A composed salad from Nice featuring tuna, hard-boiled eggs, green beans, potatoes, olives, and anchovies on a bed of lettuce. It is a celebration of Provencal ingredients and Mediterranean sunshine.
Ingredients
300g fresh tuna steaks
4 large eggs, hard-boiled
200g green beans, trimmed
300g small potatoes, boiled
200g cherry tomatoes, halved
100g Nicoise olives
4 anchovy fillets
1 head butter lettuce
4 tablespoons extra virgin olive oil
2 tablespoons red wine vinegar
1 teaspoon Dijon mustard
1 teaspoon salt
Instructions
1Boil the small potatoes until just tender and the green beans until crisp-tender, then shock the beans in ice water to preserve their bright green color.
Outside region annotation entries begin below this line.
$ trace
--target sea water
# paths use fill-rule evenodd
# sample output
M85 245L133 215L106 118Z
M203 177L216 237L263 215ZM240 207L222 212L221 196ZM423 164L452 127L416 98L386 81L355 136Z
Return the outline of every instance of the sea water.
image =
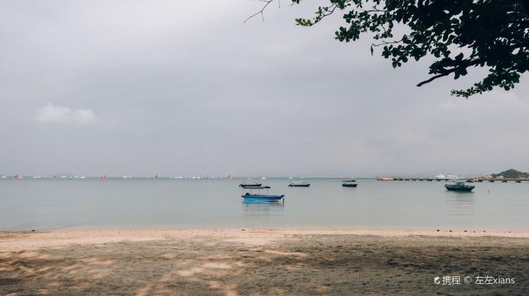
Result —
M245 203L245 179L3 179L0 230L123 228L346 228L520 230L529 226L529 183L304 178L254 180L284 202ZM254 181L250 180L250 181Z

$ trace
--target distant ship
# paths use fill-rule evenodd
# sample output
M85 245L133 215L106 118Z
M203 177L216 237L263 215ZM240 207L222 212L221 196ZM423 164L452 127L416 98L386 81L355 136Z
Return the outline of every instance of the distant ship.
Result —
M377 180L379 181L392 181L393 177L377 177Z
M457 175L447 174L443 175L442 173L435 176L436 179L457 179Z

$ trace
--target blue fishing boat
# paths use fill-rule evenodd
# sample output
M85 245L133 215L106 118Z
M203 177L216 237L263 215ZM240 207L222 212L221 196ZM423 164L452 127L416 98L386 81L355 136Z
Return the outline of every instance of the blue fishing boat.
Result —
M250 190L249 192L246 192L242 196L245 202L279 202L285 196L285 195L275 195L269 194L268 190L270 189L269 186L246 186L244 189ZM266 194L261 193L261 190L263 189L267 190ZM257 193L254 193L253 190L257 190Z
M463 181L454 181L452 184L445 184L444 187L449 191L472 191L475 186L468 185Z

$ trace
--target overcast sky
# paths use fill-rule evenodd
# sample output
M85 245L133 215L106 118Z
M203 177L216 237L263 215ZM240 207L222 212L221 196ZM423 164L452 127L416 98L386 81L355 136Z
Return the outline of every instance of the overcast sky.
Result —
M334 39L317 4L2 1L0 175L378 175L529 171L529 87L468 100Z

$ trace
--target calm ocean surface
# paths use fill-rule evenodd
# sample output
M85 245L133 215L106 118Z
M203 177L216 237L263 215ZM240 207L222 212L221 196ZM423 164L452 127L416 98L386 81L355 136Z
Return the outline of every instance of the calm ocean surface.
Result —
M529 183L475 183L470 193L444 182L357 178L262 180L284 203L243 202L245 180L0 180L0 230L115 228L353 228L527 230ZM488 190L487 190L488 187ZM489 192L490 190L490 192Z

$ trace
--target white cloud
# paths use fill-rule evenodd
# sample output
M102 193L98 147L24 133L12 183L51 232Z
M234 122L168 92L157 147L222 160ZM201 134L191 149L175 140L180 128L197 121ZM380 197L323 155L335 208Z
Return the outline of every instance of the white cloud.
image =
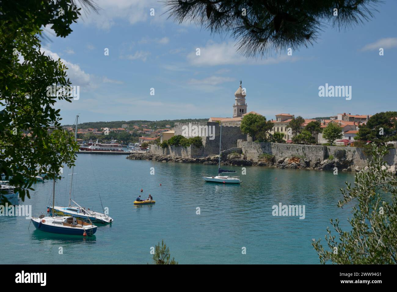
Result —
M124 56L121 56L120 59L127 59L129 60L135 60L139 59L144 62L146 61L147 57L150 55L150 52L146 51L137 51L133 55L129 54Z
M388 37L381 39L375 43L368 44L361 49L362 51L379 50L380 48L391 48L397 47L397 37Z
M65 52L66 54L68 54L69 55L71 55L74 54L74 51L73 50L73 49L67 48L66 48L66 49L65 50Z
M216 66L225 65L268 65L280 62L294 62L298 58L286 55L256 60L247 58L237 52L237 46L231 42L220 44L209 42L200 49L200 55L196 55L196 49L187 56L191 64L195 66Z
M48 49L42 47L40 50L42 53L44 52L44 55L50 57L54 60L57 60L60 58L58 54L51 52ZM61 58L61 61L68 68L67 78L70 78L73 85L90 87L93 85L92 83L92 77L84 72L79 66L69 62L62 58Z
M123 83L122 81L109 79L106 76L102 78L102 81L104 83L114 83L116 84L122 84Z
M170 42L170 39L168 39L166 37L164 37L163 38L159 40L158 42L159 44L166 44L168 43L169 42Z
M164 37L161 39L149 39L147 37L145 37L139 41L138 42L138 43L142 44L155 43L160 44L166 44L169 42L170 39L167 37Z
M189 80L188 83L189 84L192 85L218 85L225 82L230 82L233 81L234 81L234 79L230 77L212 76L201 80L192 79Z
M110 29L117 19L134 24L148 20L163 21L167 18L166 15L161 15L166 8L157 0L97 0L95 2L101 8L98 14L93 12L87 15L82 13L83 23L105 30ZM151 8L154 9L154 16L150 15Z

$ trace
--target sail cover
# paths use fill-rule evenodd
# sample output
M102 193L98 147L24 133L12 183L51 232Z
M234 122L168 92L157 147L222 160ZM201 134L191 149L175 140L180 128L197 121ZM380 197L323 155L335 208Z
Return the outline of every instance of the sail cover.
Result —
M222 173L222 172L235 172L235 170L225 170L224 169L218 169L218 173Z

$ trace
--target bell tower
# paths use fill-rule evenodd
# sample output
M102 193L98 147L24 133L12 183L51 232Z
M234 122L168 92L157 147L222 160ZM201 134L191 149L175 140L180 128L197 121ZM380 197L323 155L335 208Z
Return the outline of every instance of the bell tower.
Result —
M238 118L247 112L247 104L245 103L245 91L241 87L241 81L240 81L240 87L234 93L235 97L233 104L233 117Z

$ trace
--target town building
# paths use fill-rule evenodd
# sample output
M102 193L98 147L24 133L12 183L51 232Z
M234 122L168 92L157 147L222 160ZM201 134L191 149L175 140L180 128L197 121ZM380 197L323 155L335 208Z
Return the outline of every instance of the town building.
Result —
M173 130L163 132L160 134L160 143L162 143L164 141L167 141L175 135L175 131Z

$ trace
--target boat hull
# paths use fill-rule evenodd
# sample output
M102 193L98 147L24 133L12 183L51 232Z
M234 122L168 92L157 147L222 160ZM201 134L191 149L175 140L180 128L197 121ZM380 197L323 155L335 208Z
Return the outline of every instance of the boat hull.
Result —
M47 209L50 208L50 215L52 215L52 207L50 207L48 206L47 206ZM83 214L77 215L75 213L69 213L67 212L66 210L60 210L59 209L56 209L55 212L54 212L54 214L56 214L58 216L70 216L71 217L74 217L79 220L87 220L89 219L93 223L100 223L103 224L106 224L107 223L110 223L113 222L113 219L110 217L108 217L108 219L99 219L98 218L96 218L95 217L93 217L92 216L90 216L88 215L84 215Z
M85 229L83 229L82 228L66 228L64 226L56 226L52 224L43 223L40 220L38 222L33 220L33 218L31 220L36 229L43 232L66 234L67 235L80 235L81 236L84 235ZM87 235L88 236L93 235L96 232L96 228L97 227L96 226L93 228L85 229Z
M220 184L240 184L241 182L238 178L222 178L215 176L203 176L202 179L208 182L217 182Z
M141 204L154 204L156 203L155 201L134 201L134 205L140 205Z

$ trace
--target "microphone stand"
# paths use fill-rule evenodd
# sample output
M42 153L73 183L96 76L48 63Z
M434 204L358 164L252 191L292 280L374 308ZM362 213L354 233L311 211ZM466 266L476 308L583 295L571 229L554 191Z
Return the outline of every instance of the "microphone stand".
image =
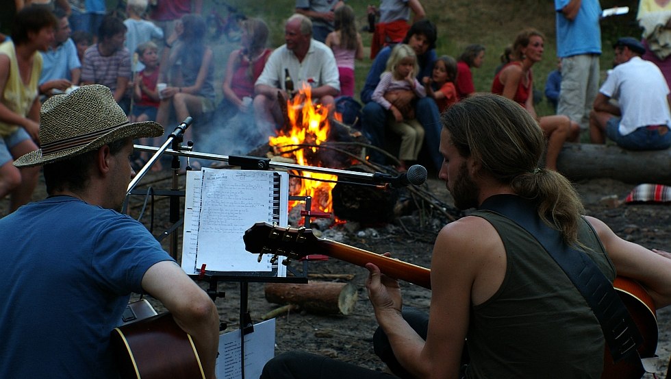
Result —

2Sear the tuna steaks in a hot skillet with olive oil for two minutes per side so they remain pink in the center, then slice them into thick strips.
3Prepare the vinaigrette by whisking together the olive oil, red wine vinegar, Dijon mustard, salt, and pepper until emulsified and smooth.
4Arrange the butter lettuce leaves on a large platter and artfully compose the salad by placing the tuna, eggs, potatoes, beans, tomatoes, olives, and anchovies in separate sections.
5Drizzle the vinaigrette over the entire composed salad just before serving and let each guest combine the components on their own plate.
Did You Know?
Purists in Nice insist that a true salade Nicoise should never contain cooked vegetables — the original version used only raw vegetables, tuna, and olive oil.